Piero della Francesca

Elena Cobos

Piero della Francesca aceptó a regañadientes la solicitud de Federico da Montefeltro, Duque de Urbino. Urbino estaba demasiado al norte, y las horas con luz serían pocas. Además, se enfrentaría al frío y humedad, a los que había llegado a temer tanto como a la enfermedad. A sus cincuenta y cuatro años, las inclemencias del tiempo se hacían sentir más de lo deseado. Pero la fama de mecenas de Federico III, la libertad que daba a sus artistas y las cuantiosas remuneraciones doblegaron su voluntad.

 

A mediados de 1469, Piero se encontraba en el monumental patio del Palacio Ducal de Urbino y, para su sorpresa, el mismo duque Federico bajó al atrio para recibirlo. Avanzó hacia él, y lo saludó cordial y afablemente. Piero comprendió, en ese mismo momento, que el retrato del duque sería una obra complicada y ardua. Su nariz estaba deformada y su ojo derecho, vacío. Más tarde sabría que eran consecuencia de un lanzazo recibido en batalla.  

 

Tras haberse instalado en la habitación y haber descansado,  Piero conoció a Battista Sforza, la esposa de Federico.
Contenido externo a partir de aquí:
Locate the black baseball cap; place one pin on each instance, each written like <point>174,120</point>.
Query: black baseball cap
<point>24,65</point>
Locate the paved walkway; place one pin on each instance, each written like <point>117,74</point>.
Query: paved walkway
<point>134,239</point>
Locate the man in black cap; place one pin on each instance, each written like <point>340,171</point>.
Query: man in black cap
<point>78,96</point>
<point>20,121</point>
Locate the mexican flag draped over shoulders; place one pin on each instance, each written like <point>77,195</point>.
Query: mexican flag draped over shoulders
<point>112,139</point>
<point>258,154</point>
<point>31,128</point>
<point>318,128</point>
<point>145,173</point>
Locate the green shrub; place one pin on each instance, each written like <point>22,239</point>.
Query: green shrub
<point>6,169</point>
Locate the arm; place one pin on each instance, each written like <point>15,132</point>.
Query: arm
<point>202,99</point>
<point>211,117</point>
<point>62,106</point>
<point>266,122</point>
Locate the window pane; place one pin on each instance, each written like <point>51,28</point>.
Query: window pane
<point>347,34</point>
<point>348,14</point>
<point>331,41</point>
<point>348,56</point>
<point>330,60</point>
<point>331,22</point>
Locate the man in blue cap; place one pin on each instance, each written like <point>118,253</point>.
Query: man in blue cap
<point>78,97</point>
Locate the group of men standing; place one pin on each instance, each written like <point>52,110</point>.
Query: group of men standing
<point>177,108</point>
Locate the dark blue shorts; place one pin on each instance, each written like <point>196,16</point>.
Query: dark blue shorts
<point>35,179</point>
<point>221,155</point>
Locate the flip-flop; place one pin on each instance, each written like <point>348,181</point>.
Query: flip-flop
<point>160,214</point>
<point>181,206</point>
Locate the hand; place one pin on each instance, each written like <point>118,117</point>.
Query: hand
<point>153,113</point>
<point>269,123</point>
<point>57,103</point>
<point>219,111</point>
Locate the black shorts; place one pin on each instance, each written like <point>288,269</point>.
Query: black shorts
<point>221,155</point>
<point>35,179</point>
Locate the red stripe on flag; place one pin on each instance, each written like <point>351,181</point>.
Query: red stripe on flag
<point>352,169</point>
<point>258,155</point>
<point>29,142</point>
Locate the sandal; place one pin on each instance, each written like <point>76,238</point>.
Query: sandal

Battista tenía 26 años, una frente despejada y una piel blanca como las perlas cultivadas. Participaba de una educación cultivada y tenía una sensibilidad extraordinaria. Conocía el griego y el latín, había leído a los clásicos, y no era menor su conocimiento de la política y de la actualidad. Procuraba a sus hijas una educación amplia, esmerada y humanista. 

 

Piero supo, desde el primer momento, que se había enamorado de Battista. Sus gestos, su mirada, su manera de andar y de decir transformaron al viejo pintor y matemático en un adolescente. El miedo a descubrir sus sentimientos lo recluyó en su estudio, y se dedicó en cuerpo y alma al trabajo, pues el matrimonio que con tanto afecto y consideración lo recogía tenía un entendimiento y enamoramiento que él no podía empañar, pues por todos era conocido que eran “dos almas en un cuerpo”.

 

La única licencia que se permitía era  dibujar, ya acabado el día, el rostro de la joven Battista una y otra vez. Cuando, tras el parto de su hijo, la joven enfermó, esta fue palideciendo, y las huellas del padecimiento asomaron en su rostro. Piero dibujaba  cada noche el bello rostro y se recreaba en las tantas y diferentes versiones de la amada, pintadas unas veces como un simple esbozo o retratada con la mayor penetración y sutileza. Llegó a conocer el rostro de Battista a la perfección.

 

Cuando en julio de 1472 su esposa murió, Federico, roto de dolor, le pidió a Piero della Francesca que dejara el fresco que estaba realizando y que pintara un retrato de su mujer. Se lamentaba de que no hubiera posado en vida y de no haber podido recurrir sino al recuerdo para pintarla, desconociendo la ocupación que durante meses el artista había tenido en la penumbra de su aposento. 

 

Della Francesca se enfrentó así al encargo más difícil de su vida: reflejar el amor que su venerada Battista le profesaba a su marido y cómo este le correspondía. Tras muchos bocetos y estudios, realizó el encargo de una manera novedosa en la pintura italiana del momento: colocó las dos figuras frente a frente. Consiguió, de esta manera, ocultar las deformaciones del rostro del duque, pues pensaba que alguien que había sido amado con fruición por aquel ángel debía de ser bello. Entonces, unió con la mirada a  las dos almas enamoradas. Probablemente, sus manos estarían entrelazadas más allá del lienzo.

 

Una vez acabada la obra, Piero della Francesca abandonó Urbino. Poco sabemos de su vida privada y menos aún de sus sentimientos, pero hay quien reconoce a la bella y difunta duquesa en los modelos femeninos que pintó a partir de ese momento.